IVC filters are small, spider-like devices that are placed in the inferior vena cava. They are designed to catch blood clots traveling through the body’s blood vessels before they can reach the heart or lungs and cause a pulmonary embolism. Such an occurrence can be extremely dangerous for the patient and, in some cases, pulmonary embolisms can lead to death.
Thousands of lawsuits allege that design flaws in IVC filters, as well as a lack of focus on removing the devices once the threat of a blood clot has passed, have led to a number of debilitating injuries. In some cases, pieces of the IVC filter have broken off and traveled throughout the patient’s body via the bloodstream. In others, the devices have migrated away from the original implantation site and become embedded in other tissues and organs; some to the point of being irretrievable.
Cook filters have come under particular scrutiny as a study revealed that 43% of Cook Celect IVC filters perforated the patient’s vena cava within just two months of implantation. Many IVC filters are designed to be used only temporarily and, in most cases, the FDA recommends removal of the device no more than 54 days after initial placement. However, at present, less than a third of implanted IVC filters are ever retrieved.

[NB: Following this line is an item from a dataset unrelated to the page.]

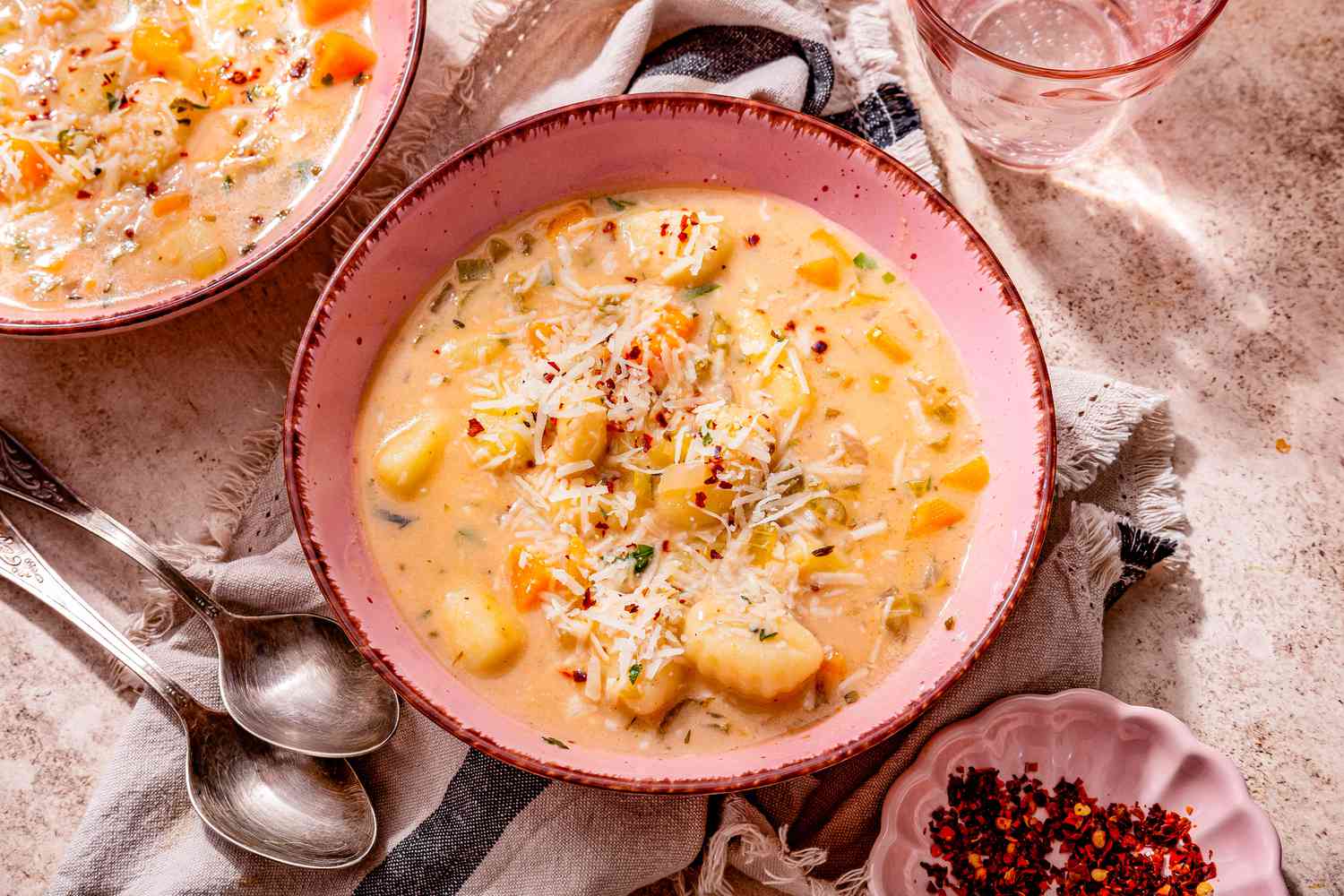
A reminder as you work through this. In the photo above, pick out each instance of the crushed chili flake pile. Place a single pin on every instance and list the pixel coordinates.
(996, 837)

For its part, Cook vigorously defended its IVC filters. “We are disappointed in this outcome and do not believe this verdict is supported by the facts or the law,” the company said in a press release. “This one case does not change our position on continually defending this important, life-saving technology.”
“Continually defending” is an interesting choice of words. If the device is such a critical component to saving people’s lives, why does it require a seemingly endless effort to defend it? No one is arguing that blood clots aren’t dangerous, but shouldn’t the device used to catch them pose as small a threat to the patient as possible?